Musical Robots and Interactive Multimodal Systems - spirinsemloti.ga
Thus, if a robot detects a musical mood similar to the mood that a user has enjoyed in the past, the user would be in an emotional state similar to the emotion the robot determined at that time. To consider this aspect, we steadily make a record of bimodal recognition results in accordance with the musical mood whenever the three recognition modules are simultaneously activated. The average values of the bimodal results on each type of musical mood are then recorded in the memory system, which will be described in the following section.

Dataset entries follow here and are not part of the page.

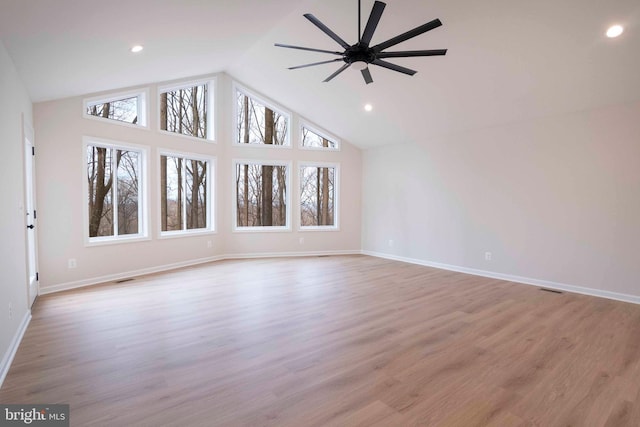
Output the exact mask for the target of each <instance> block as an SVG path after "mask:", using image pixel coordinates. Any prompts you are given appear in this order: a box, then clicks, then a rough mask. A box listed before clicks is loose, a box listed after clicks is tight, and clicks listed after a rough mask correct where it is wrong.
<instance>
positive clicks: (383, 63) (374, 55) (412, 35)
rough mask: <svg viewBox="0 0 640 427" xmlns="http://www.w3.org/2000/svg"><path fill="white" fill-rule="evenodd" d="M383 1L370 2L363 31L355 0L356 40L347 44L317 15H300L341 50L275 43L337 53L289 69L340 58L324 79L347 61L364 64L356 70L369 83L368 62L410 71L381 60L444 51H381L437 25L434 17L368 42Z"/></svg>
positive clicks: (354, 62) (439, 49)
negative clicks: (387, 39)
mask: <svg viewBox="0 0 640 427" xmlns="http://www.w3.org/2000/svg"><path fill="white" fill-rule="evenodd" d="M385 7H386V4H385V3H383V2H381V1H376V2H375V3H374V4H373V9H371V14H370V15H369V19H368V21H367V25H366V26H365V28H364V31H360V30H361V24H360V15H361V13H360V8H361V5H360V0H358V42H357V43H355V44H353V45H349V44H348V43H347V42H345V41H344V40H343V39H342V38H341V37H340V36H338V35H337V34H336V33H334V32H333V31H332V30H331V29H330V28H329V27H327V26H326V25H324V24H323V23H322V22H321V21H320V20H319V19H318V18H316V17H315V16H313V15H312V14H310V13H306V14H305V15H304V17H305V18H307V19H308V20H309V21H311V23H313V24H314V25H315V26H316V27H318V28H319V29H320V30H321V31H322V32H324V33H325V34H326V35H328V36H329V37H331V38H332V39H333V40H334V41H335V42H336V43H338V44H339V45H340V46H341V47H342V48H343V49H344V51H342V52H339V51H331V50H324V49H314V48H310V47H302V46H293V45H288V44H281V43H276V44H275V45H276V46H277V47H284V48H288V49H299V50H305V51H310V52H320V53H328V54H331V55H336V56H339V58H334V59H330V60H328V61H320V62H314V63H311V64H304V65H297V66H295V67H290V68H289V69H290V70H297V69H299V68H306V67H312V66H315V65H321V64H329V63H332V62H340V61H343V62H344V65H342V66H341V67H340V68H339V69H338V70H337V71H336V72H334V73H333V74H331V75H330V76H329V77H327V78H326V79H325V80H324V82H328V81H331V80H332V79H333V78H334V77H336V76H337V75H338V74H340V73H342V72H343V71H344V70H346V69H347V68H349V67H350V66H351V65H354V64H356V65H361V63H362V65H364V68H362V69H361V70H360V72H361V74H362V78H363V79H364V81H365V82H366V83H367V84H369V83H372V82H373V78H372V77H371V72H370V71H369V64H373V65H377V66H379V67H383V68H387V69H389V70H393V71H397V72H399V73H403V74H407V75H410V76H412V75H414V74H415V73H416V71H415V70H411V69H409V68H406V67H402V66H400V65H397V64H393V63H391V62H388V61H385V59H387V58H409V57H415V56H440V55H445V54H446V53H447V49H431V50H405V51H396V52H385V49H387V48H390V47H392V46H395V45H397V44H399V43H402V42H404V41H406V40H409V39H411V38H413V37H416V36H419V35H420V34H423V33H426V32H427V31H431V30H433V29H434V28H438V27H439V26H441V25H442V22H440V20H439V19H434V20H432V21H429V22H427V23H426V24H423V25H420V26H418V27H416V28H414V29H412V30H409V31H407V32H405V33H402V34H400V35H397V36H395V37H392V38H390V39H389V40H387V41H385V42H382V43H379V44H377V45H375V46H370V45H369V44H370V43H371V38H372V37H373V33H374V32H375V30H376V28H377V26H378V23H379V22H380V18H381V17H382V12H383V11H384V8H385Z"/></svg>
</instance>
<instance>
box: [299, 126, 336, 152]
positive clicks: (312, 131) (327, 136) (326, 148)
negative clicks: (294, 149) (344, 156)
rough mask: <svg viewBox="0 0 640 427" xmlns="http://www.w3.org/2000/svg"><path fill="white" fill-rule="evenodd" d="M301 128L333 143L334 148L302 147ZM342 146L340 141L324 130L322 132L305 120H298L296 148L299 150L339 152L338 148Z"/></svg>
mask: <svg viewBox="0 0 640 427" xmlns="http://www.w3.org/2000/svg"><path fill="white" fill-rule="evenodd" d="M302 128H306V129H308V130H310V131H311V132H313V133H315V134H317V135H320V136H322V137H324V138H326V139H328V140H329V141H331V142H333V143H335V144H336V146H335V148H332V147H305V146H304V145H302ZM341 146H342V141H340V138H338V137H336V136H335V135H332V134H330V133H329V132H326V131H324V130H322V129H321V128H319V127H318V126H315V125H313V124H311V123H310V122H308V121H307V120H305V119H300V126H299V127H298V147H299V148H300V149H301V150H309V151H340V147H341Z"/></svg>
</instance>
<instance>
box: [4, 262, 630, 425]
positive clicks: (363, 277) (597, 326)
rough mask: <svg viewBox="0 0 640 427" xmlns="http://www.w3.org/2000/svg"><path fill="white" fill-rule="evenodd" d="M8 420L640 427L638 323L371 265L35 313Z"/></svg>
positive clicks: (565, 304)
mask: <svg viewBox="0 0 640 427" xmlns="http://www.w3.org/2000/svg"><path fill="white" fill-rule="evenodd" d="M0 402H2V403H69V404H70V405H71V424H72V425H74V426H91V425H110V426H130V425H131V426H133V425H136V426H138V425H140V426H165V425H166V426H295V427H302V426H325V425H327V426H417V425H419V426H464V427H470V426H500V427H505V426H506V427H508V426H616V427H619V426H634V427H637V426H640V306H638V305H633V304H627V303H622V302H615V301H610V300H606V299H599V298H594V297H588V296H583V295H575V294H567V293H564V294H555V293H549V292H544V291H541V290H539V289H538V288H536V287H533V286H527V285H519V284H514V283H509V282H505V281H500V280H492V279H486V278H481V277H475V276H469V275H464V274H459V273H452V272H448V271H442V270H437V269H432V268H427V267H421V266H416V265H410V264H404V263H400V262H394V261H388V260H382V259H377V258H372V257H366V256H340V257H338V256H336V257H313V258H296V259H266V260H237V261H236V260H229V261H222V262H216V263H212V264H207V265H202V266H197V267H191V268H187V269H182V270H177V271H173V272H168V273H163V274H157V275H150V276H145V277H141V278H137V279H136V280H134V281H131V282H126V283H121V284H105V285H100V286H93V287H89V288H85V289H81V290H75V291H69V292H63V293H59V294H54V295H48V296H44V297H41V298H39V299H38V301H37V303H36V305H35V307H34V311H33V320H32V321H31V325H30V326H29V328H28V330H27V332H26V334H25V337H24V340H23V342H22V344H21V346H20V348H19V350H18V353H17V355H16V358H15V361H14V362H13V365H12V367H11V369H10V371H9V374H8V376H7V378H6V380H5V383H4V385H3V387H2V389H0Z"/></svg>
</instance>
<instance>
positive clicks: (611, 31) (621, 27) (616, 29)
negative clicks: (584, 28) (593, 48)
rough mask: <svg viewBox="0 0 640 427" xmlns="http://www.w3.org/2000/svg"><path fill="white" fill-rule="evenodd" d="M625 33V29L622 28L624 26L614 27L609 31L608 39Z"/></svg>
mask: <svg viewBox="0 0 640 427" xmlns="http://www.w3.org/2000/svg"><path fill="white" fill-rule="evenodd" d="M623 31H624V28H622V25H612V26H611V27H609V29H608V30H607V37H609V38H614V37H618V36H619V35H620V34H622V32H623Z"/></svg>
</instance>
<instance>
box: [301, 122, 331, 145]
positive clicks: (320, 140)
mask: <svg viewBox="0 0 640 427" xmlns="http://www.w3.org/2000/svg"><path fill="white" fill-rule="evenodd" d="M300 135H301V140H300V145H301V146H302V148H311V149H318V150H322V149H326V150H337V149H338V142H337V141H336V139H335V138H329V137H327V136H325V135H322V134H321V132H318V131H315V130H313V129H311V128H310V127H309V126H308V125H306V124H303V125H302V126H301V129H300Z"/></svg>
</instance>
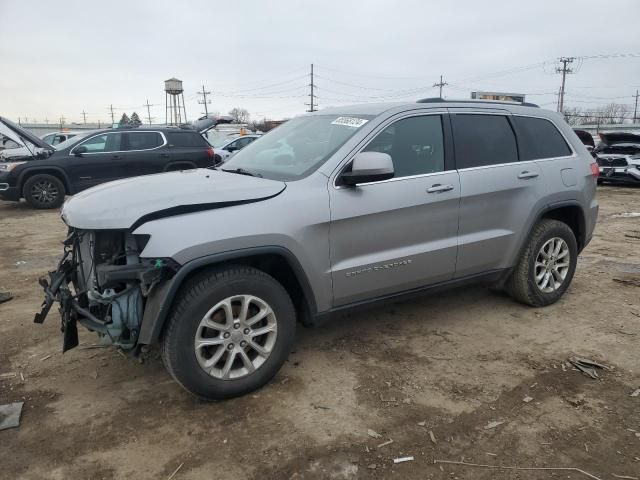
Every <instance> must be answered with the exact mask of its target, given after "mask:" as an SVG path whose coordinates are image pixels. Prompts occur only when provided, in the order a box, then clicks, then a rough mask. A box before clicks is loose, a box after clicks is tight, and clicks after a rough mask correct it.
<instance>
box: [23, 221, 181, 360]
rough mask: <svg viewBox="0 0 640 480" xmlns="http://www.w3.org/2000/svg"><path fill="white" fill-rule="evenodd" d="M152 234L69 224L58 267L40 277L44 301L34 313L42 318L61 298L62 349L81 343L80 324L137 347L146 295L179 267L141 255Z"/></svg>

To utilize this value in the decision process, the mood of the music being played should be determined in advance, as follows:. Finally, we determine an emotion based on three kinds of results, all of which are M -dimensional vectors, as follows:.
- About This Item?
- The Little Mongo DB Schema Design Book.
- Healing and Change in the City of Gold: Case Studies of Coping and Support in Johannesburg.
- Power Transmissions: Proceedings of the International Conference on Power Transmissions 2016.
- Interactive Improvisation with a Robotic Marimba Player!
- Mozart to Robot – Cultural Challenges of Musical Instruments : Robotics in Germany and Japan?
This decision criterion is available only if either the bimodal indicators or musical indicator is activated. When only the musical signals are detected, R bimodal e is automatically set to zero. The memory system consecutively records several specific types of emotions such as happy, sad, or angry from among the emotions that the perception system detects from three kinds of indicators.
The system creates emotion records including the emotion type and time. Such emotion records can naturally be utilized for affective interaction with the user.